Chaque pore de ma peau hurlait en braille : Mais qu’est-ce qu’on est venus foutre dans cette galère ?
Devant moi, le bain des bébés nageurs, grouillant de parents, d’enfants, et de trucs en mousse qui flottent. Ma femme et ma fille me rejoignirent. Petit bonjour gêné à la volée et nous pénétrions dans l’eau. Petit bain pour commencer. Alors là, comment vous dire ? Je ne suis déjà pas très à l’aise en slip de bain, mais quand, en plus, j’ai les testicules à ras la ligne de flottaison, c’est carrément l’enfer… Je décidais de m’immerger, de m’oublier un peu. Nous étions là pour Louise, notre bon plaisir viendrait après (ailleurs, un autre jour, dans 10 ans, je le pensais, j’avais tort).

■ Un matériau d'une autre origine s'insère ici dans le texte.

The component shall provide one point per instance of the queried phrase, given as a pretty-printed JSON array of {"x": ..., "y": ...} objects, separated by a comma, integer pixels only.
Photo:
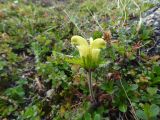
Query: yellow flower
[{"x": 89, "y": 52}]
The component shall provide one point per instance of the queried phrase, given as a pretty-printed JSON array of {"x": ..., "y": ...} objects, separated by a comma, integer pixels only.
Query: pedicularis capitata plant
[{"x": 89, "y": 55}]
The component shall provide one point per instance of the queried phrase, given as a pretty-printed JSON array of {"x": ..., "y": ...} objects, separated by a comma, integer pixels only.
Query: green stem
[{"x": 90, "y": 86}]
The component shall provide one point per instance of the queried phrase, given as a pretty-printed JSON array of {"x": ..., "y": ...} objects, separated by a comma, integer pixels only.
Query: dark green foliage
[{"x": 40, "y": 78}]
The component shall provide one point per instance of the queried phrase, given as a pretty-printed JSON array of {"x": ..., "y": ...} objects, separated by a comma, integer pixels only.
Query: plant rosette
[{"x": 89, "y": 52}]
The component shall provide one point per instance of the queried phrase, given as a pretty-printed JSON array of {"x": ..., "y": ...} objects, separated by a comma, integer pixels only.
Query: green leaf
[
  {"x": 87, "y": 116},
  {"x": 141, "y": 115},
  {"x": 157, "y": 70},
  {"x": 134, "y": 87},
  {"x": 152, "y": 90},
  {"x": 123, "y": 107},
  {"x": 154, "y": 109},
  {"x": 97, "y": 117}
]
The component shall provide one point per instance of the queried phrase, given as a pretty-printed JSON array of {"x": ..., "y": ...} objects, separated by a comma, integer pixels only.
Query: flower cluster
[{"x": 89, "y": 52}]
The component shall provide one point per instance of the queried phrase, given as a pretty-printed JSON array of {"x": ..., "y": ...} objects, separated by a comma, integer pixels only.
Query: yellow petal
[
  {"x": 98, "y": 43},
  {"x": 78, "y": 40},
  {"x": 90, "y": 40},
  {"x": 83, "y": 51},
  {"x": 95, "y": 54}
]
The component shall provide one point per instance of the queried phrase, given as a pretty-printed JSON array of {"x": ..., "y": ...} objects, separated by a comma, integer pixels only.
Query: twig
[
  {"x": 90, "y": 86},
  {"x": 134, "y": 113},
  {"x": 9, "y": 100}
]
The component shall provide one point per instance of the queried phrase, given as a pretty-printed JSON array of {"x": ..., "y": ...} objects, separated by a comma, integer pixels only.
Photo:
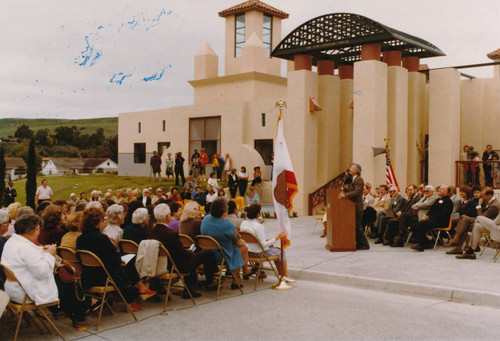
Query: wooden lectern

Partout autour de nous, de chouettes moments de partage, communicatifs. Des parents qui avaient sans doute vécu les mêmes tourments d’appréhension, mais s’étaient oubliés à leur tour pour se centrer sur l’expérience de leur enfant (Exception faite, bien sûr, du couple éphèbe-bimbo et de leur adorable poupon, en démonstration permanente, façon « Instagram ton physique et ta vie de papier glacé »).
Irradiants, des sourires, parfois confiants ou juste encourageants. Des sourires bienveillants, en coin, quand la maitre-nageuse vint nous conseiller d’enlever à Louise l’armada de dispositifs gonflables dans lesquels nous l’avions enserrée, par crainte qu’elle nous glisse des bras. Jésus marchant sur l’eau, ressuscité en un petit bout de fillette d’un an. Nous étions là pour elle (A deux, on fait difficilement meilleur taux d’encadrement), il n’y avait rien à craindre…
Ce devait être le bain de l’angoisse, de l’eau javellisée et de l’urine concentrées, ça a été celui du dénuement positif, du partage et de l’abandon de soi. Peut-être la quasi nudité favorise-t-elle la bienveillance et le partage ? (Allez, tous à poil !). Parce que c’est bien connu, sans costumes, sans armures ou artifices sociétaux, moins d’attaques, de postures. Une bienveillance de circonstance, peut-être, mais qu’importe le flacon tant qu’on a l’ivresse…
Pendant une demi-heure, nous avons expérimenté, essayé d’abandonner nos craintes en même temps que Louise, dans un sentiment de totale liberté et de quasi-apesanteur. Dans notre bulle, tous les trois. Et finalement, de courtes immersions en jeux d’eau innombrables, ça a été un moment magique.
A présent, nous y retournons tous les samedis, ponctuels comme des coucous suisses. Nos sacs se sont allégés autant que nos esprits.
Alors, oui, courez-y, claquettes, moule-bites, une-pièces informes, mais volontaires et enthousiastes, on s’en fout, courez-y, aux bébés nageurs.